Project Milestone Report:

Transactional Workload Characterization in PostgreSQL and in Oracle

 
Nikos Hardavellas (hardav@cs.cmu.edu)
Stephen Somogyi (ssomogyi@ece.cmu.edu)

April 2, 2004

Project Home Page
 

Major Changes

Our initial project (submitted March 3, 2004) proposed intelligent buffer pool management in distributed shared-memory multiprocessors. Unfortunately, we quickly discovered that tuning PostgreSQL was a far more involved effort than originally thought. Considering this, and given that our regular research (i.e. not class related) requires development of a TPC-C kit for Oracle, we decided to change the focus of our project. This new project consists of (a) installation, configuration, and tuning of both PostgreSQL and Oracle for TPC-C, and (b) characterization - both from a hardware and software perspective - of these workloads.

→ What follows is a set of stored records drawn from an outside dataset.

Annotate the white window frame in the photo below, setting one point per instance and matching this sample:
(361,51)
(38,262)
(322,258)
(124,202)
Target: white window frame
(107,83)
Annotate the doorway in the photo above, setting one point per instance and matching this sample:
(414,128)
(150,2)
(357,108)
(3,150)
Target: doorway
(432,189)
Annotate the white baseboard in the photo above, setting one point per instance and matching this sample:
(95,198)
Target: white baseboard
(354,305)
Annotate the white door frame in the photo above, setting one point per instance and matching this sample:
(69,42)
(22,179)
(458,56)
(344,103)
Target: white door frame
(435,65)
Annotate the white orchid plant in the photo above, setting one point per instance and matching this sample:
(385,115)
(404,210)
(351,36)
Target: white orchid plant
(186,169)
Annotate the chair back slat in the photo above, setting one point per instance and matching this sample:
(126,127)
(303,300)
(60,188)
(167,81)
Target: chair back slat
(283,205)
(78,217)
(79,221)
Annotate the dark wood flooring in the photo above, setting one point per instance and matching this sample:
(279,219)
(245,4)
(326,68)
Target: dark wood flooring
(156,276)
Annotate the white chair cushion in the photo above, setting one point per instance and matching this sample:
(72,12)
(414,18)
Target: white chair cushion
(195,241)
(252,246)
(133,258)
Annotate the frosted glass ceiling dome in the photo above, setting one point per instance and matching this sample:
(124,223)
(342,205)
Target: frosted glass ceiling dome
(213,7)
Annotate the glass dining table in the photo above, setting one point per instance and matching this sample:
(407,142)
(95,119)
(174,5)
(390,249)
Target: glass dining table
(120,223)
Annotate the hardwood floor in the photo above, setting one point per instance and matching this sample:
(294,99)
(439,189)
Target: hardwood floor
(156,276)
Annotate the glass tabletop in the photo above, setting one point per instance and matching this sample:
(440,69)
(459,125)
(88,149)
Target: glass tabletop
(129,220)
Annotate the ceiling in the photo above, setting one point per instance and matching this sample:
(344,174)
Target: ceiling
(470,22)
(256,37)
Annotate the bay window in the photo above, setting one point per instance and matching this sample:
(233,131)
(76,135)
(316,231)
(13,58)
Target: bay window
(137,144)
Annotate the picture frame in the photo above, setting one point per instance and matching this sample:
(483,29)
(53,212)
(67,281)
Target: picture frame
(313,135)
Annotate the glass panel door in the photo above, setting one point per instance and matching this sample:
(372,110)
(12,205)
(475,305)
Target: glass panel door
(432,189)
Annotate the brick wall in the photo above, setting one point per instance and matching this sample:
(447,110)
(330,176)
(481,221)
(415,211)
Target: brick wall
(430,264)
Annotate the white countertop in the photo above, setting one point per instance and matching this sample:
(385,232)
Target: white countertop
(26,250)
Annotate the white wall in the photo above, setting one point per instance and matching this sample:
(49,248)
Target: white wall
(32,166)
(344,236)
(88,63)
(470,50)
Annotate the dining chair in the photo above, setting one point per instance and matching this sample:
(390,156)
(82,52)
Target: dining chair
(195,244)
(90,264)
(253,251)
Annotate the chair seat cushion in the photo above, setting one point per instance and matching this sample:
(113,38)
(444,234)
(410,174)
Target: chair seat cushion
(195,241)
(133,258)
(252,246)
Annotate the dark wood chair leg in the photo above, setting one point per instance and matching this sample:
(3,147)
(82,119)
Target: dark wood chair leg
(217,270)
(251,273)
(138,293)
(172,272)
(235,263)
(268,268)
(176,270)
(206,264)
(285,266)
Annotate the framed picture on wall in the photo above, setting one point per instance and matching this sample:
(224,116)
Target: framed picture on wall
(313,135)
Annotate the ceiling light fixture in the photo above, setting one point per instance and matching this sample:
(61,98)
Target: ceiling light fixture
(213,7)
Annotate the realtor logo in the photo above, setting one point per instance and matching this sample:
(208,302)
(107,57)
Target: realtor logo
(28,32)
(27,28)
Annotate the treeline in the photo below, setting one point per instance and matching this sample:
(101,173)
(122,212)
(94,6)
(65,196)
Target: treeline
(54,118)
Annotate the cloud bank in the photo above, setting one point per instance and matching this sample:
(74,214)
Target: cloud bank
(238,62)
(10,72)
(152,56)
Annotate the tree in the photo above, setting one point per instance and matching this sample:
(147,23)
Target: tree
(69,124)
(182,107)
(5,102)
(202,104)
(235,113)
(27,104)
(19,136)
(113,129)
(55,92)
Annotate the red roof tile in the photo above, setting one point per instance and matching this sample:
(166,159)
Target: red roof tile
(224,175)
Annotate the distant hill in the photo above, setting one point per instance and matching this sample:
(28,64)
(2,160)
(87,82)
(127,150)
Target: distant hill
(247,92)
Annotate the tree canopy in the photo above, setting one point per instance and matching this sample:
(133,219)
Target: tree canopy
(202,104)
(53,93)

This will result in two major benefits over the original proposal. First, the characterization is something that we have been interested in performing for quite some time. However, as it is not directly related to our research, finding time for it was difficult. In retrospect (already!), this characterization is suited perfectly to a class project. Second, we will develop checkpoints for Simics, that are tuned configurations of PostgreSQL and Oracle for TPC-C. These will be extremely useful for our ongoing research into memory streaming in multiprocessor systems, and will be used by other groups as well.

Accomplishments

We acquired the TPC-C kit and adapted it to the newest version of PostgreSQL (compilation of the kit was broken, because of some type changes, but was relatively straightforward to correct). Significant time has been spent tuning PostgreSQL on a real machine (linux, dual x86 processors). Oracle has been acquired.

Milestone

The goals for the milestone were almost met. The missing piece is that PostgreSQL is not tuned on Solaris yet (only on Linux). This is low risk because PostgreSQL is known to perform similarly (given comparable hardware, of course) on the Solaris and Linux platforms.

Surprises

  1. Oracle (i.e. the physical media) was more difficult to acquire than anticipated. Since CMU has a site license, we expected this to be painless.
  2. PostgreSQL is still not entirely behaving itself. When running TPC-C, the system seems to be in one of two modes: active (approximately 5% CPU idle time) and broken (all processes are still running, but the CPUs are 100% idle). We have not yet determined the cause of these inactive periods, although it is likely they are due to locking or checkpointing.

Revised Schedule

Week
Tasks
4/5
Install and test Orcale. Adapt TPC-C kit for Oracle. Tune TPC-C on Oracle. Install and tune TPC-C on PostgreSQL running on Solaris. Axis 1 characterization of PostgreSQL.
4/12
Finalize tuning TPC-C on Oracle. Axis 1 characterization of Oracle. Install PostgreSQL on Simics/SimFlex. Warmup and obtain checkpoints. Axis 2 characterization of PostgreSQL.
4/19
Install Oracle on Simics/SimFlex. Warmup and obtain checkpoints. Axis 2 characterization of Oracle.
4/26
Oracle vs. PostgreSQL comparison. Final report and poster presentation.

Resources

We are supposed to get Oracle on April 2nd. Assuming this happens, we will have all resources that are required.